İletinizde sözünü ettiğiniz “Öğretemediğimiz Türkçe” benim bir kitabımın adıdır, kitap adları özel ad sayılır ve özel adlara getirilen ekler kesme ile ayrılır. Bu ekin bence en gerekli olduğu yerdir kitap adlarının yazımı. Bir kitap adının nerede bittiği kesme ile gösterilmeli. “Türkçenin, Türkçeden” sözcükleri kitap adı değilse kesme konulmaz, ama biri “Öğretemediğimiz Türkçe” diye bir kitap yazmışsa, bu tamlamaya getirilen -ı,-e,-den gibi ekler kesme ile ayrılır. Yani ben “Öğretemediğimiz Türkçe’yi yazarken...” diye bir tümce kurduğumda, kesme imi kullanırım, doğrusu da budur.
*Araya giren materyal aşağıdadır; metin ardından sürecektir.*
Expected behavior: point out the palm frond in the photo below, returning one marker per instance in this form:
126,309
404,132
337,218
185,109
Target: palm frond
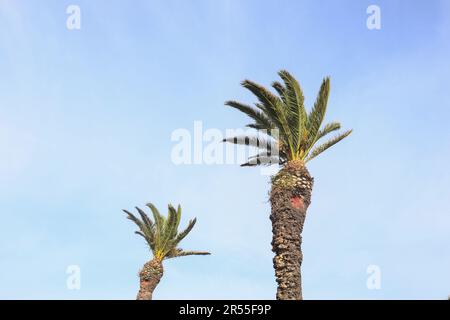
321,148
162,236
255,141
317,113
185,232
261,159
328,128
294,99
182,253
259,117
270,104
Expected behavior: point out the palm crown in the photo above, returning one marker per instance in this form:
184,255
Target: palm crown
298,130
162,235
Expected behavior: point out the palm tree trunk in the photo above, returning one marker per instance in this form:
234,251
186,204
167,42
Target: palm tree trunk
290,197
150,275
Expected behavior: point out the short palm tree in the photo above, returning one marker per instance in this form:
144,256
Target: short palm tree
163,238
294,134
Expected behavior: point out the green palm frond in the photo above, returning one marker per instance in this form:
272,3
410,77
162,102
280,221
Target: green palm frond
162,235
321,148
317,113
256,115
259,141
298,130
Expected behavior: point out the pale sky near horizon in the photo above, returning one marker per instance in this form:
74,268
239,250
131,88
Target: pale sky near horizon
86,118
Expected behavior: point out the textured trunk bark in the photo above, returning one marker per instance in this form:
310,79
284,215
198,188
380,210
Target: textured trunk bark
290,197
150,275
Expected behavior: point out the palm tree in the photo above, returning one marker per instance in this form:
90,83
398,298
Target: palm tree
288,135
163,238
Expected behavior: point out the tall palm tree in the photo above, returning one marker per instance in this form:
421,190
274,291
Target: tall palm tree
163,238
288,135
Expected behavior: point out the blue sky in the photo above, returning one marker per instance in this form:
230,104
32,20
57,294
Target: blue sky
86,118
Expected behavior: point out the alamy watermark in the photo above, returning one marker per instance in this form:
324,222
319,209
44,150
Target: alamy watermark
212,147
73,21
73,281
373,21
374,279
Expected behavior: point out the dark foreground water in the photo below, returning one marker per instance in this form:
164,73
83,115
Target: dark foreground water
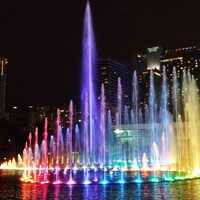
12,188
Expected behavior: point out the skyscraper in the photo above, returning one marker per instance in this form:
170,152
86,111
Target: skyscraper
108,72
3,63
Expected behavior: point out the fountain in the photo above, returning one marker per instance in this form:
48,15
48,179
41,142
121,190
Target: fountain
135,144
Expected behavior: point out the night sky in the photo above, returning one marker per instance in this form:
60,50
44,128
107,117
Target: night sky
43,40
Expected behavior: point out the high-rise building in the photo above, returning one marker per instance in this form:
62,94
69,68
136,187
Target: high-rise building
3,63
108,73
155,59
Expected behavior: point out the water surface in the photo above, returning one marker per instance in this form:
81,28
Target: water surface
12,188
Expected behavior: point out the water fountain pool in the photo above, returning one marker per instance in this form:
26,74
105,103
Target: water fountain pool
148,144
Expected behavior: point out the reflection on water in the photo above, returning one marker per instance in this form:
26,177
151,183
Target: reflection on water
11,188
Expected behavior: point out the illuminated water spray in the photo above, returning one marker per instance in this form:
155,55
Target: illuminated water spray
88,90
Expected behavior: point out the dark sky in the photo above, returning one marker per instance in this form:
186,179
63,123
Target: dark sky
43,40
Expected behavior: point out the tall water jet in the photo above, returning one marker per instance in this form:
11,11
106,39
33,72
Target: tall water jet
88,95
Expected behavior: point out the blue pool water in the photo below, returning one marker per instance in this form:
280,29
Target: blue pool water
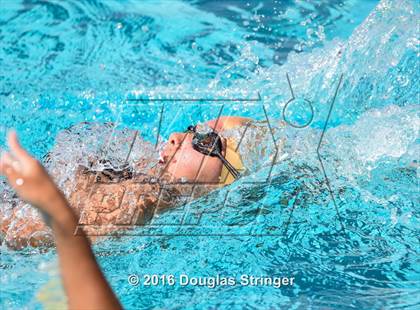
65,62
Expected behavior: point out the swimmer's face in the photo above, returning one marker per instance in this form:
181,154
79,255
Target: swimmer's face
182,161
Sayın Bilen, siz kitaplarımı okumadığınız gibi, başka yazılarımı da pek okumamışsınız, okusaydınız yazılarımda “Türkçeyi, Türkçeden” gibi pek çok yazılışa rastlardınız. Sonra zahmet edip bu “Öğretemediğimiz Türkçe” neyin nesidir diye de pek araştırmamışsınız sanırım. Bir kılavuza bile bakmamışsınız demeyeceğim, doğrusu sizin anlayacağınız, aradığınızı kolayca bulacağınız türden bir kılavuz henüz yazılmadı. Hele TDK’nin kılavuzunu anlayabilmeniz ya da sorunuzun yanıtını bulabilmeniz için önce bir Türkoloji öğrenimi görmeniz gerekir. Bu yüzden TDK kılavuzunu okuyun, sorunuzun yanıtını hemen bulursunuz, diyemiyorum.
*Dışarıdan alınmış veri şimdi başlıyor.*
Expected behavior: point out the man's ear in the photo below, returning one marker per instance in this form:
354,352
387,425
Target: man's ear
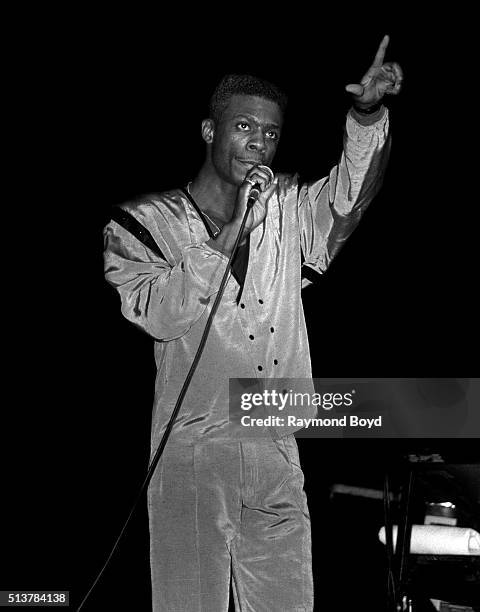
208,130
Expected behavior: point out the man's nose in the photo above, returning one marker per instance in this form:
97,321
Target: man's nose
257,142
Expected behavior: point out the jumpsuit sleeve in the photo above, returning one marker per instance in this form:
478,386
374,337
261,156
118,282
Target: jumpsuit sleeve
329,209
164,296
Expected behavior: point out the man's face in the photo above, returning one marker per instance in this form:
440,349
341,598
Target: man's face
246,135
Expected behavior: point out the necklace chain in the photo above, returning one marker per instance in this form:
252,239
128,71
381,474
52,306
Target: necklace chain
204,213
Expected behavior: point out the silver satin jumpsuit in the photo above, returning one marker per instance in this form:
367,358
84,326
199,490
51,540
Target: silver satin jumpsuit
222,508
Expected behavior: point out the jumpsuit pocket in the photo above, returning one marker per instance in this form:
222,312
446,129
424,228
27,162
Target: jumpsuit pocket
287,447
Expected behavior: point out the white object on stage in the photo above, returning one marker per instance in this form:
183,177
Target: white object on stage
439,540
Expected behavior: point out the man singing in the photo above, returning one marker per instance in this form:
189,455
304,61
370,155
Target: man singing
222,507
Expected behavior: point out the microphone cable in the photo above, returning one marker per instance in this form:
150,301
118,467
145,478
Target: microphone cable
176,409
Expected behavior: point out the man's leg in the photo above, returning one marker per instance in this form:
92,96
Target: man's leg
271,556
194,510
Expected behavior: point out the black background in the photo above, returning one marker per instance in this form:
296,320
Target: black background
118,101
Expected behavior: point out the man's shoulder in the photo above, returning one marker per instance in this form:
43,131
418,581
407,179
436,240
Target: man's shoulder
151,206
287,183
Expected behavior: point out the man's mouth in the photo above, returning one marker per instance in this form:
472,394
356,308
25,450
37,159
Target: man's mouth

Kitaplarımı da okumamışsınız, dedim. Bu konuya kitaplarımda, yazılarımda sıkça değinirim çünkü. Son kitabım Kendi Diliyle Kavrulmak’ta (Bilgi Yayınevi 2019) Sayın Murat Bardakçı’ya yazdığım mektupta şu satırlar sizin sorunuza da bir yanıt sayılır; keşke yanlış bilginize dayanarak bir yazara ölçüsüz, iri laflar etmek yerine doğrusunu okuyup öğrenseydiniz:
“... Türkçe, İngilizce, Fransızca bir ders ya da kitap adı değilse, hangi eki getirirseniz getirin kesmeye gerek yok...” (S. 41)
Murat Bardakçı bile bu tür konuları tam bilmediği ya da karıştırdığı için ona uzunca iki mektup yazdım, okursanız siz de yararlanırsınız. Murat Bardakçı gibi yazarlar da bu konuları karıştırdığına göre, sizin karıştırmanızı doğal karşılıyorum, ama doğal olmayan üslubunuz, o iri laflarınız Sayın Bilen.
Aynı kitabımda (Kendi Diliyle Kavrulmak) bu konuya 27. sayfada da değindim.
Bu bilgileri daha başka kitaplarımda, yazılarımda bulabilirsiniz, çok fazla uzatmayacağım.
Esenlik dileklerimle Sayın Bilen...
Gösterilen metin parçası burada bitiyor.